- From: Aryeh Gregor <ayg@aryeh.name>
- Date: Tue, 17 Apr 2012 15:37:18 +0300
- To: John Daggett <jdaggett@mozilla.com>
- Cc: Ehsan Akhgari <ehsan@mozilla.com>, Ryosuke Niwa <rniwa@webkit.org>, www-style@w3.org
On Tue, Apr 17, 2012 at 3:11 PM, John Daggett <jdaggett@mozilla.com> wrote: > I don't fully understand the logic behind the desired addition here. > The <font> element is considered obsolete so why is important to try and > make features associated with it's functionality interoperable? Is > there much use of -webkit-xxx-large? WebKit will add it automatically during editing if CSS mode is on. This is probably a WebKit bug, but pages written using WYSIWYG in WebKit will contain it (if they're written in CSS mode, which most aren't, and if the user wrote something in font size 7). > Again here, I'm not seeing why following the feature definition leads to > any sort of problem in real use. It seems like you could just as well > trim out the use of 7 from the set of permissible values and not much > would change.

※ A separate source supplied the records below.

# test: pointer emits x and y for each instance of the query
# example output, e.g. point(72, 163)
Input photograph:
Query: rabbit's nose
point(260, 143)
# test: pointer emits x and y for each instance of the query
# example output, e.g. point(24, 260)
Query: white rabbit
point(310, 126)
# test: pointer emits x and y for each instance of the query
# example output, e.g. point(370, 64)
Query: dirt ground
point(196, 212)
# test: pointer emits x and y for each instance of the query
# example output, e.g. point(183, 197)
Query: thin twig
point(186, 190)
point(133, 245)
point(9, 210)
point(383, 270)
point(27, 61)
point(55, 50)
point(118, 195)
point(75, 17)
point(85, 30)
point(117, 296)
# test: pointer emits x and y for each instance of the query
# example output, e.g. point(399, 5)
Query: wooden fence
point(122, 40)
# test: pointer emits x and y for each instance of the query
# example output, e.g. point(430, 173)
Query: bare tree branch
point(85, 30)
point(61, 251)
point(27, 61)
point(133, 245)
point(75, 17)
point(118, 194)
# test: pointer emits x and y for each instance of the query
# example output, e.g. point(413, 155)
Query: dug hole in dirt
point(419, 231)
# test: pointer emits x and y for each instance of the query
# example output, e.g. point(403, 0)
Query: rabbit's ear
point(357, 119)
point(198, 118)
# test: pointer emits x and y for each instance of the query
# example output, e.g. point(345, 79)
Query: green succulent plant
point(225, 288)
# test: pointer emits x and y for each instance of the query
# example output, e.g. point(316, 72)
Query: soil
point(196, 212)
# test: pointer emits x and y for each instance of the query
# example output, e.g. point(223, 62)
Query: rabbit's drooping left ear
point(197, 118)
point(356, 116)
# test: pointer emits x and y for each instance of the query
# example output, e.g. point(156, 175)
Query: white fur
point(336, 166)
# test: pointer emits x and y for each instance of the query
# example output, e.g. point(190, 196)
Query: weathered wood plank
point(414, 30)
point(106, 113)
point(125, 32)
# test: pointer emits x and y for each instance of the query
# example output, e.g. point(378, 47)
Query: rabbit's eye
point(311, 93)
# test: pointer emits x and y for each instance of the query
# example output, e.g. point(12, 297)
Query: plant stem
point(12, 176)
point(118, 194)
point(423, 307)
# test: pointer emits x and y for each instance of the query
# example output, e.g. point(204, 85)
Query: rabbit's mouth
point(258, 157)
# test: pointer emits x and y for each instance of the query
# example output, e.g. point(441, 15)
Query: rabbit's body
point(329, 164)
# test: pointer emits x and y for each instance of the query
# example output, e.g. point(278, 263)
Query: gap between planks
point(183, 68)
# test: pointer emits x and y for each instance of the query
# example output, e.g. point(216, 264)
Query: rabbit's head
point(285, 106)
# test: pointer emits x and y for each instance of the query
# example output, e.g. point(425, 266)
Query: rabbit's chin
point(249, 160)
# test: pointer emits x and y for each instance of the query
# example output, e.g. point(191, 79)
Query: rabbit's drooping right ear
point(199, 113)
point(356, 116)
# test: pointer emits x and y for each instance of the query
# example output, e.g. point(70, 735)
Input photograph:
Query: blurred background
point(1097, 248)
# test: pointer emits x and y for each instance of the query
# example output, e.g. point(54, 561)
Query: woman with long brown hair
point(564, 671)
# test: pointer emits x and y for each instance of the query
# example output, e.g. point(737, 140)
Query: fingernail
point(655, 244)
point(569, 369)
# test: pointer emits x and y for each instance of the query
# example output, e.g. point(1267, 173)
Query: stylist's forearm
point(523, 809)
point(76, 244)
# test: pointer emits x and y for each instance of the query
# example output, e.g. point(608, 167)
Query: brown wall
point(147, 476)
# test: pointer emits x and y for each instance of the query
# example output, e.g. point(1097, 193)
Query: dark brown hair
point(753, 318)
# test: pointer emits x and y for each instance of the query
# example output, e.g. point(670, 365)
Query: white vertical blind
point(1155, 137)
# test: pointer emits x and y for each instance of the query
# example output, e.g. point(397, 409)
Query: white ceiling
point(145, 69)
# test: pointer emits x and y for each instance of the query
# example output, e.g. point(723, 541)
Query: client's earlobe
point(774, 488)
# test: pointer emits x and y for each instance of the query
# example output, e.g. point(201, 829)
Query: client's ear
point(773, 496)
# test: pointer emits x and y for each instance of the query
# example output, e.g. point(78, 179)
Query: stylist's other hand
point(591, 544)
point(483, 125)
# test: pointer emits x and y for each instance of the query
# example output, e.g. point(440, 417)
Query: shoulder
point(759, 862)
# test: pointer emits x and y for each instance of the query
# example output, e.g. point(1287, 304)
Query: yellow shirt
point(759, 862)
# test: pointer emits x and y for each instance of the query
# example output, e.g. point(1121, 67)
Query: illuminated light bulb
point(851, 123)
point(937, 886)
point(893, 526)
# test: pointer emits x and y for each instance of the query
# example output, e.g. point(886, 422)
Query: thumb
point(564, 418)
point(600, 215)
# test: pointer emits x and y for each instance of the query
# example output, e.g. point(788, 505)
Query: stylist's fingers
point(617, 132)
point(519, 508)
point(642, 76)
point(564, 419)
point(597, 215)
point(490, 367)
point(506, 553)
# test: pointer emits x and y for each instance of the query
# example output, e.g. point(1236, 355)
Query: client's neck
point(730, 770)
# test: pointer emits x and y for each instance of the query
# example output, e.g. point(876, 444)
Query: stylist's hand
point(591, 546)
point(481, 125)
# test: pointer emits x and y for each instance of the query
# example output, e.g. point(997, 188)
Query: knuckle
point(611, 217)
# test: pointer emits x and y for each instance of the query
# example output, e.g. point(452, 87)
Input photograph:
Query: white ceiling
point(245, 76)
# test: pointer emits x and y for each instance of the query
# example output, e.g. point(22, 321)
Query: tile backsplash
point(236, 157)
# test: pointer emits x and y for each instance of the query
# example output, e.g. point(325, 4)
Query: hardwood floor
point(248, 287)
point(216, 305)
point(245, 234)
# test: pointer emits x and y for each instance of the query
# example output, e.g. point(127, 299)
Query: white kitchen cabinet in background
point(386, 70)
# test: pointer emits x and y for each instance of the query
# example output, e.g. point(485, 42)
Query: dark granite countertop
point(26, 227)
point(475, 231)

Unless there's really a lot of Webkit-specific content > that actually uses this. document.execCommand("fontSize", false, 7) is supported by all browsers and has been forever, so making it invalid would probably be a compat problem. > I don't think it's a big deal to add it but as Tab said these relative > font-size values are a bit goofy to begin with, I'm not sure we should > be adding new ones. The cost is minimal, and it would make the platform a bit more coherent. Legacy HTML formatting tags are around to stay, and it just makes life easier if there are reliable CSS substitutes. The additional implementation cost is very small; I'd be happy to write patches for Gecko.